The moon had been bright. The first snowfall and it had started to melt that day, she’d heard it dripping off the eaves. The ground was still white mostly, the moon washing the world in almost daylight. And there she’d seen him. The figure pulling something long and black. Long and black to the pit that waited. She watched as he dumped the bundle into the ground and then laid the dirt over whatever it was . . .
“They buried her. They buried her. The body . . . The roses . . .” she muttered.
“Mrs. Kinncaid.”
“Her hands are like ice.”
She saw it all, the way the moon shimmered on the snow, glitter across the pale blue. She’d always loved the snow under a full moon.
And what else would they bury other than a body?
She had told no one.

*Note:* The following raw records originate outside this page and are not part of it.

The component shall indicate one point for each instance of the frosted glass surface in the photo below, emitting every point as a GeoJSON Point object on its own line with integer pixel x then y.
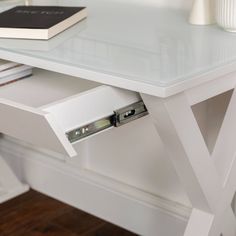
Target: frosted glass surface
{"type": "Point", "coordinates": [146, 44]}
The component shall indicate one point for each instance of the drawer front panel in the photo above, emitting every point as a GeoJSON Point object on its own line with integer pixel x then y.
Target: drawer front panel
{"type": "Point", "coordinates": [33, 126]}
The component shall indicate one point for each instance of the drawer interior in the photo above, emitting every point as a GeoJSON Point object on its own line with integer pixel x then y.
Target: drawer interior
{"type": "Point", "coordinates": [44, 87]}
{"type": "Point", "coordinates": [48, 107]}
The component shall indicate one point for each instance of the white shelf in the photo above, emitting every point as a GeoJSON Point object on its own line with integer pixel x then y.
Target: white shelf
{"type": "Point", "coordinates": [165, 58]}
{"type": "Point", "coordinates": [43, 108]}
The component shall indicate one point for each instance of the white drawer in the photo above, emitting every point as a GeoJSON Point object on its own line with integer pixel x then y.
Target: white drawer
{"type": "Point", "coordinates": [54, 111]}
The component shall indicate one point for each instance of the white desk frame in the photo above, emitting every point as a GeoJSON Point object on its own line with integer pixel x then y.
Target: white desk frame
{"type": "Point", "coordinates": [209, 179]}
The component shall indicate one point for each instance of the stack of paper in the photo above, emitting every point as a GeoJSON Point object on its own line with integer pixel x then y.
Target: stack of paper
{"type": "Point", "coordinates": [11, 72]}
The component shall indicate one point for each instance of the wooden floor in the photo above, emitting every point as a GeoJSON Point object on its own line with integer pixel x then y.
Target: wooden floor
{"type": "Point", "coordinates": [34, 214]}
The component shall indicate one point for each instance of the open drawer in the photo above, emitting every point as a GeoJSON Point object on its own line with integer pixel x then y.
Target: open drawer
{"type": "Point", "coordinates": [54, 111]}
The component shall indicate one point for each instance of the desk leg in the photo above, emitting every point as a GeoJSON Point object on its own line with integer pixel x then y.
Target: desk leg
{"type": "Point", "coordinates": [174, 120]}
{"type": "Point", "coordinates": [10, 186]}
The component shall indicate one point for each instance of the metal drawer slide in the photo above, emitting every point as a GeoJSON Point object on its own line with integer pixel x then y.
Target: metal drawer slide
{"type": "Point", "coordinates": [118, 118]}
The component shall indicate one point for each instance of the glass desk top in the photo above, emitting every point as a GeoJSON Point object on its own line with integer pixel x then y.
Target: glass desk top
{"type": "Point", "coordinates": [140, 47]}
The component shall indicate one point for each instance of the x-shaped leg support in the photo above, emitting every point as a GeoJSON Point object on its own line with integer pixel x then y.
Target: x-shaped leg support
{"type": "Point", "coordinates": [209, 179]}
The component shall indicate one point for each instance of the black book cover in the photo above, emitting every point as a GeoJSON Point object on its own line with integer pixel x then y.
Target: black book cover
{"type": "Point", "coordinates": [36, 17]}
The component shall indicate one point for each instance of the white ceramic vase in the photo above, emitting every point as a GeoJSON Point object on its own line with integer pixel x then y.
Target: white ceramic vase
{"type": "Point", "coordinates": [226, 14]}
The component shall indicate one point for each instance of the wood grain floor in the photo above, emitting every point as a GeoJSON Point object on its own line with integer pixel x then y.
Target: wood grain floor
{"type": "Point", "coordinates": [34, 214]}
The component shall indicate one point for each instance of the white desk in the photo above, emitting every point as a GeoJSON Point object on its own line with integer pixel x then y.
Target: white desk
{"type": "Point", "coordinates": [174, 67]}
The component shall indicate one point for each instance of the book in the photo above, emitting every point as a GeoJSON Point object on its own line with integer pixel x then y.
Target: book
{"type": "Point", "coordinates": [38, 22]}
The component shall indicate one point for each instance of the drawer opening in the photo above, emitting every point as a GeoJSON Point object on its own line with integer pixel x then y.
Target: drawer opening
{"type": "Point", "coordinates": [48, 107]}
{"type": "Point", "coordinates": [44, 87]}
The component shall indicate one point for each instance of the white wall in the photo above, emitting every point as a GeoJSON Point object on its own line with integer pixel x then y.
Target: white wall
{"type": "Point", "coordinates": [162, 3]}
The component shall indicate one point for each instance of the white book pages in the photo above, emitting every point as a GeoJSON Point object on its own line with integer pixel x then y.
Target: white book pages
{"type": "Point", "coordinates": [14, 70]}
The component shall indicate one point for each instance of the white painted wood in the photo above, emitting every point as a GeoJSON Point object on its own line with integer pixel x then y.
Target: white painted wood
{"type": "Point", "coordinates": [224, 151]}
{"type": "Point", "coordinates": [200, 176]}
{"type": "Point", "coordinates": [50, 104]}
{"type": "Point", "coordinates": [183, 140]}
{"type": "Point", "coordinates": [113, 201]}
{"type": "Point", "coordinates": [211, 89]}
{"type": "Point", "coordinates": [154, 60]}
{"type": "Point", "coordinates": [10, 185]}
{"type": "Point", "coordinates": [90, 106]}
{"type": "Point", "coordinates": [45, 87]}
{"type": "Point", "coordinates": [34, 126]}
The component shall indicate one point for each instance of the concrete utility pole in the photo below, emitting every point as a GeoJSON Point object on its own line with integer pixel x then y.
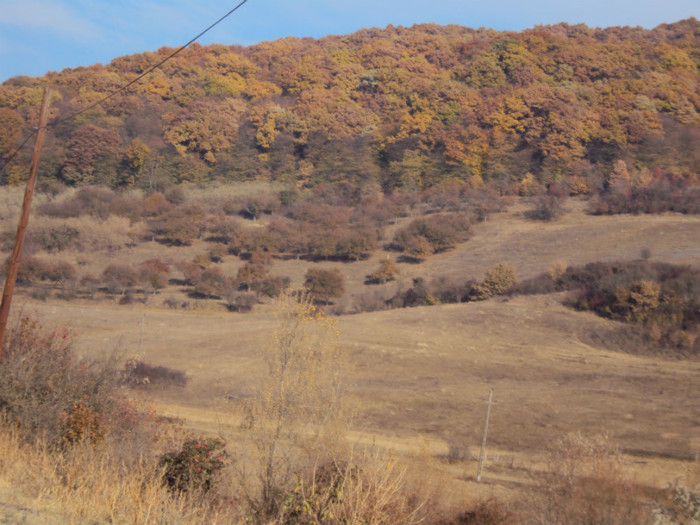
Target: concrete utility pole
{"type": "Point", "coordinates": [13, 268]}
{"type": "Point", "coordinates": [483, 441]}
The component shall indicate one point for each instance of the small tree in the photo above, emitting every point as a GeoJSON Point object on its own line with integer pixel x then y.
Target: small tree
{"type": "Point", "coordinates": [324, 285]}
{"type": "Point", "coordinates": [498, 280]}
{"type": "Point", "coordinates": [387, 271]}
{"type": "Point", "coordinates": [153, 274]}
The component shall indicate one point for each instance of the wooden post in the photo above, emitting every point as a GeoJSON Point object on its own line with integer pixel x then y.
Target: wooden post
{"type": "Point", "coordinates": [13, 268]}
{"type": "Point", "coordinates": [483, 441]}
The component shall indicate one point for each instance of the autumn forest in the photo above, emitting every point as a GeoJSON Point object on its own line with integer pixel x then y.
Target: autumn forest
{"type": "Point", "coordinates": [381, 110]}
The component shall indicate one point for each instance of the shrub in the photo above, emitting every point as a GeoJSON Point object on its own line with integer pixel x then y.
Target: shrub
{"type": "Point", "coordinates": [137, 373]}
{"type": "Point", "coordinates": [195, 466]}
{"type": "Point", "coordinates": [324, 285]}
{"type": "Point", "coordinates": [387, 271]}
{"type": "Point", "coordinates": [49, 393]}
{"type": "Point", "coordinates": [211, 283]}
{"type": "Point", "coordinates": [498, 280]}
{"type": "Point", "coordinates": [58, 238]}
{"type": "Point", "coordinates": [153, 274]}
{"type": "Point", "coordinates": [432, 234]}
{"type": "Point", "coordinates": [118, 278]}
{"type": "Point", "coordinates": [547, 207]}
{"type": "Point", "coordinates": [584, 483]}
{"type": "Point", "coordinates": [240, 302]}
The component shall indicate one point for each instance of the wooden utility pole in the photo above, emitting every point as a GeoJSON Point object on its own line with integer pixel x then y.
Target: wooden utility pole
{"type": "Point", "coordinates": [483, 441]}
{"type": "Point", "coordinates": [13, 268]}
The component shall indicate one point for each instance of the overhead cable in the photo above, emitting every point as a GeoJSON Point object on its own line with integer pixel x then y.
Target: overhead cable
{"type": "Point", "coordinates": [125, 86]}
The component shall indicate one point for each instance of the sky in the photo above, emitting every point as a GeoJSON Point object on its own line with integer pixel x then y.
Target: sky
{"type": "Point", "coordinates": [37, 36]}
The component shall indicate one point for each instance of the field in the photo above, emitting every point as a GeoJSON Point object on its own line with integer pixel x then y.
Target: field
{"type": "Point", "coordinates": [419, 377]}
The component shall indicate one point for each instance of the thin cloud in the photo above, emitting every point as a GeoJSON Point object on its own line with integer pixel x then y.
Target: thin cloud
{"type": "Point", "coordinates": [51, 16]}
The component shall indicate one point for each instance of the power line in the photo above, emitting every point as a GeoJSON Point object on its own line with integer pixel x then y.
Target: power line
{"type": "Point", "coordinates": [125, 86]}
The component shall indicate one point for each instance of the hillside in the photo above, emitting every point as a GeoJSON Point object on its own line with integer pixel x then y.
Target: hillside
{"type": "Point", "coordinates": [395, 108]}
{"type": "Point", "coordinates": [552, 369]}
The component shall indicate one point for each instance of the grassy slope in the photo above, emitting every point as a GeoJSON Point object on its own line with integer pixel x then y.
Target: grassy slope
{"type": "Point", "coordinates": [427, 371]}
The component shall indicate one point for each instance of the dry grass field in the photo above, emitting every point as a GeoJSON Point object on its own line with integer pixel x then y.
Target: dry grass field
{"type": "Point", "coordinates": [419, 378]}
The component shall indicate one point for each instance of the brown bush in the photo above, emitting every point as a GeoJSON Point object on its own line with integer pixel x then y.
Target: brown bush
{"type": "Point", "coordinates": [324, 285]}
{"type": "Point", "coordinates": [432, 234]}
{"type": "Point", "coordinates": [140, 374]}
{"type": "Point", "coordinates": [498, 281]}
{"type": "Point", "coordinates": [584, 483]}
{"type": "Point", "coordinates": [51, 394]}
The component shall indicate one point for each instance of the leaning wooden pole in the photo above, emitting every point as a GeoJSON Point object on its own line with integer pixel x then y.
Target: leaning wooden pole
{"type": "Point", "coordinates": [13, 267]}
{"type": "Point", "coordinates": [482, 455]}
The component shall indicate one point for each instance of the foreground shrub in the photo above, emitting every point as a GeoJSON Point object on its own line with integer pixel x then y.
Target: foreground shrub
{"type": "Point", "coordinates": [195, 466]}
{"type": "Point", "coordinates": [584, 483]}
{"type": "Point", "coordinates": [47, 392]}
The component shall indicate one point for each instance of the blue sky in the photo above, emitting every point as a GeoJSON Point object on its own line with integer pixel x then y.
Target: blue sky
{"type": "Point", "coordinates": [37, 36]}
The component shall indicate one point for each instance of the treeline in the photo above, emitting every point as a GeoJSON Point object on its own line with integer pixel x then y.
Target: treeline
{"type": "Point", "coordinates": [662, 299]}
{"type": "Point", "coordinates": [384, 110]}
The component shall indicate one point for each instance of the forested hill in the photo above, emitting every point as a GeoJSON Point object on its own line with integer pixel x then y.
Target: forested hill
{"type": "Point", "coordinates": [393, 108]}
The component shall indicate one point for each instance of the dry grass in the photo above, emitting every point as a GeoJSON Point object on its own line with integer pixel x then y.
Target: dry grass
{"type": "Point", "coordinates": [420, 376]}
{"type": "Point", "coordinates": [86, 485]}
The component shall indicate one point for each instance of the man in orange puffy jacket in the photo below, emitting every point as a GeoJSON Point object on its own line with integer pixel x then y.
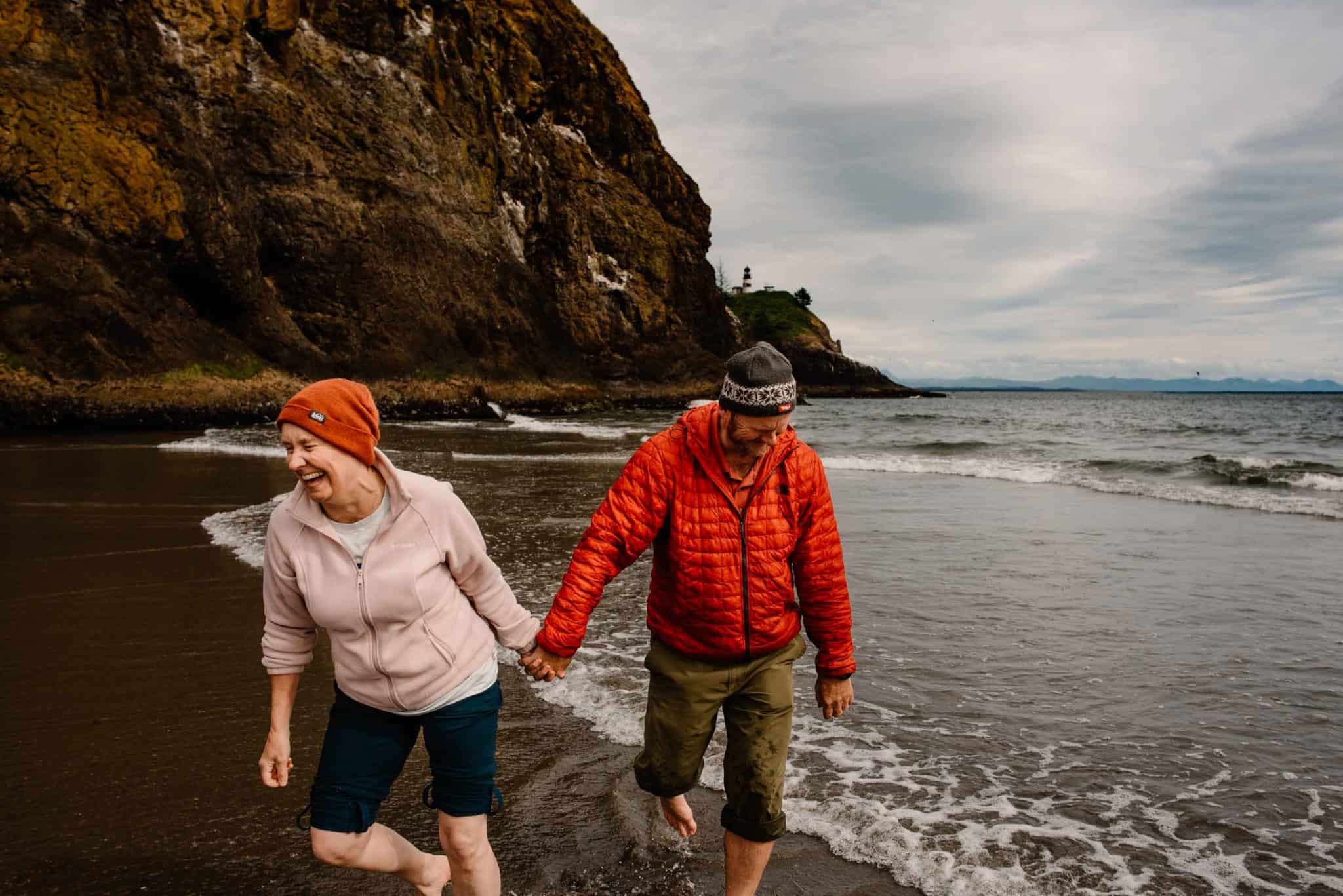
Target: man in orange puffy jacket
{"type": "Point", "coordinates": [744, 554]}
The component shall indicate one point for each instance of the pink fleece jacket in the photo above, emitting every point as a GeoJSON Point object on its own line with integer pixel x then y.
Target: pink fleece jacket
{"type": "Point", "coordinates": [422, 614]}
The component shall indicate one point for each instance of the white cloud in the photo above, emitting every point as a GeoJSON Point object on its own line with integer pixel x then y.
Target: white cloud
{"type": "Point", "coordinates": [1020, 188]}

But she stopped sleeping, stopped eating, just went through the motions until she tried to leave.
“I know they do good in some lives, but someone there takes advantage of those they think no one will miss or if they’re daring, just don’t care.”
Sabino’s dark gaze pierced her to the chair. “Did you tell Jareaux this?”
“I tried. He blew me off before I even got through it all. He always asked for proof. There was no proof. They said it didn’t happen like I remembered it. Someone went through my things because the camera’s SD card was blank and I’d had photos on it. Normal ones, nothing he’d consider proof, but it was blank. I know they looked through my things. If anyone had bothered to look in her room, you’d have found traces of blood in her condition, so what? That would have proved nothing. And did I actually
see
them bury a body? No, I saw them dump something in a hole behind the courtyard, in the center of all the roses. They claimed I hit my head when I passed out, that with my high blood pressure and the concussion, I was disoriented. I was confused on what really happened.”
Landry took a deep breath. “You should have called the police at least.”
Whether she believed that, she didn’t know. “Really? Because I was under the mistaken impression the feds were law enforcement as well. I tried calling Jareaux several times. He was always busy, always short.”
“In his defense, we do have many other responsibilities, other cases too. I’m sorry this happened to you. It shouldn’t have. He put you in a bad position and didn’t follow through.”
She just looked at Sabino. “No, it shouldn’t have, but it shouldn’t have happened to the others either.”